We shall use the valence electron of unionized K as the benchmark. n is 4 and Ze
is close to 1. In contrast, n for the 9'th electron to be ionized is 3. Since the
orbital energy has an inverse, quadratic dependence on n, the change in n alone
argues for a large increase in the IE. Furthermore, with 8 electrons already
removed, the ninth electron with a configuration of [Ne] (3s) will see a Ze of
approximately 19-10 = 9. The electron as a result is held more tightly. After this
electron is removed, the next in line for ionization has an n of 2. We are now in
the regime of small values of n where changes in n yield very large energy
changes. The change in Ze is not very dramatic. The major change in IE on
going from the 9th. to the 10th lies mostly in the value. of n. Magic incantations
such as the favorite mantra "closed shell, closed shell, closed shell" may score
points on an AP exam but are not explanations based on fundamental principles.

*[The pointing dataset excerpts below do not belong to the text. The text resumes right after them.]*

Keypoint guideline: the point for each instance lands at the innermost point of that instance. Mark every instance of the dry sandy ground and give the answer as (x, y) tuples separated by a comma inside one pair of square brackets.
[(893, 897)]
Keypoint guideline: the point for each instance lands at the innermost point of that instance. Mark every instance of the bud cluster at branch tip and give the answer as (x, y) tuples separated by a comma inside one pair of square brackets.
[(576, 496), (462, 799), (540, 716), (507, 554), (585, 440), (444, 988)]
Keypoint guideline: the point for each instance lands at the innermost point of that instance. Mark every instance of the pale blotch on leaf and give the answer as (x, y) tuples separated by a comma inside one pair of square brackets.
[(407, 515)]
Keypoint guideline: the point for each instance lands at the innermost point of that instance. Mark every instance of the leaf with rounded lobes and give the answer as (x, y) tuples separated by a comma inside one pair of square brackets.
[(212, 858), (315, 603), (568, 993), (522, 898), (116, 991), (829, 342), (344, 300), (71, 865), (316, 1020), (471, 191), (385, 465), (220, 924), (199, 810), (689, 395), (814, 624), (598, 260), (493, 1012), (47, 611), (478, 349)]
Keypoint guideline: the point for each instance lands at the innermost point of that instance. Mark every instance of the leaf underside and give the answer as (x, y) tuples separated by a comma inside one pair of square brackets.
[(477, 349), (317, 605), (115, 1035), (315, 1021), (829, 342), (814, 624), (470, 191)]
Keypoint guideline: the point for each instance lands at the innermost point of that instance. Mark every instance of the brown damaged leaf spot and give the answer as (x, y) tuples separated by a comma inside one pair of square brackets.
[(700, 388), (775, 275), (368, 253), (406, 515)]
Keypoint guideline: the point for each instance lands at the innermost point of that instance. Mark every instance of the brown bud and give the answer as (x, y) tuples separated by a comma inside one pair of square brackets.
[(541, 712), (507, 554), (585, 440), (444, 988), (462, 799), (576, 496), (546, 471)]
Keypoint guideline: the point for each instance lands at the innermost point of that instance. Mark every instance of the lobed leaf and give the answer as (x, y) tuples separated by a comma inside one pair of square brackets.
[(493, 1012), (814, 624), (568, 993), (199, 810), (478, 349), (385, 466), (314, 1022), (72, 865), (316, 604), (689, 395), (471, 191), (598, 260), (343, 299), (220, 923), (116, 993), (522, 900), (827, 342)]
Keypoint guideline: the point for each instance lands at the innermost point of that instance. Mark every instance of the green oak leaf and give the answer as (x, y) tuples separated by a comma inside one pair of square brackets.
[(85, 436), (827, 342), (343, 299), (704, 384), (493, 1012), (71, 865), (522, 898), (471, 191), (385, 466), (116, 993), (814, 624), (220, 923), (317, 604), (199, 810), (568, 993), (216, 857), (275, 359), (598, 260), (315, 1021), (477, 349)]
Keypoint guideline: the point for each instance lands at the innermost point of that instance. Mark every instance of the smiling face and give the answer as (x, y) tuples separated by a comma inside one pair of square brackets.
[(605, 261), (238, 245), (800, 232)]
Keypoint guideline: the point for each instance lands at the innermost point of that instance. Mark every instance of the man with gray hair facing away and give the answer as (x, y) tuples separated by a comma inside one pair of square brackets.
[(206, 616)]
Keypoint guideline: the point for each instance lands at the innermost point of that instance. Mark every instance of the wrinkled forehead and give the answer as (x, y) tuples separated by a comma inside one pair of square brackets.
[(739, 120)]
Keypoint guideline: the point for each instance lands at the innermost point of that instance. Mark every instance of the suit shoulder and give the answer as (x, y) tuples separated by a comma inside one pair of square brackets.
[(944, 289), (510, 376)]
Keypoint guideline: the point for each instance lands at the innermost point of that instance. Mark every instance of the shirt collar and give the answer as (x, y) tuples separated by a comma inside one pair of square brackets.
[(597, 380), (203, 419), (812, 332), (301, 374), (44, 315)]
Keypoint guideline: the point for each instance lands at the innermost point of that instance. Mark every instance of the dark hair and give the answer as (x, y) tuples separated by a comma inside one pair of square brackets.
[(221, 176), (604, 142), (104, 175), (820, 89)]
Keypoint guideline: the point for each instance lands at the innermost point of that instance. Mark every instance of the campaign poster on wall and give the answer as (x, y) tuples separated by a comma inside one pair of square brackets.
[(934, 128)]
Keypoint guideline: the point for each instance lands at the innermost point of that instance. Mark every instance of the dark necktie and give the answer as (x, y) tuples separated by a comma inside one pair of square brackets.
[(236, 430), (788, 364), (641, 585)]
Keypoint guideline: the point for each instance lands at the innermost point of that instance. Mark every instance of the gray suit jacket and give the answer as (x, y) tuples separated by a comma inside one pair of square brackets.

3) (35 points) Draw a correct Lewis electron dot (Valence Bond) structure for the
following two species. Make sure that formal charge is optimized. If the molecule
exhibits resonance, draw the Lewis structures of all resonance forms. Also, briefly
describe the three-dimensional structure of the species. For each species, the central
atom is given in bold face.
a) XeOF4 (Xe, Z = 54)
b) PO3- (P, Z = 15)
The electron dot structures are given below. Note on the case of XeOF4
that a double, not a single Xe,O bond is formed. This preferred structure
has zero formal charge on all atoms. In contrast, a structure with a Xe, O
single bond and three lone pairs on the oxygen has a formal charge of -1
on the oxygen and +1 on the xenon. The xenon compound has 6 groups of
charge which would be expected to arrange themselves at the 6 corners of
an octahedron. The heavy atoms attached to the xenon would form a
square pyramid.
Three resonance structures that minimize formal charge are possible for
the phosphite anion. Three groups of charge are present and a perfect
trigonal planar structure is expected with a P-O-P bond angle of exactly
120 and a P,O bond length intermediate between that of P,O single and
double bonds.
4) (15 points) An atomic orbital is displayed below. Provide the following information as
well as the basis for your answers: the value of the quantum number l, the value of the
quantum number |ml|, and the probability of finding an electron in the orbital close to the
nucleus.
We see three nodal planes in the orbital so l = 3. (Note the change in the
sign of the lobes as one moves from top to bottom, then left to right, and
finally front to rear.) Two of these nodal planes contain the z axis so |ml|
= 2.
The three nodal planes intersect at the origin so the value of the
wavefunction and therefore its square, the probability, will be exactly zero
on these planes and at the nucleus. The question, however, asked about
the probability close to the nucleus. A second principle can be applied to
address this question. A moderately high value of l results in significant
orbital angular momentum and hence a high centrifugal force that will
prevent a electron represented by this orbital from getting close to the
nucleus. Therefore, the probability of finding the electron rapidly
decreases as one approached the nucleus. Quantitatively, the probability
is proportional to r6 [6 = 2(l) = 2(3)].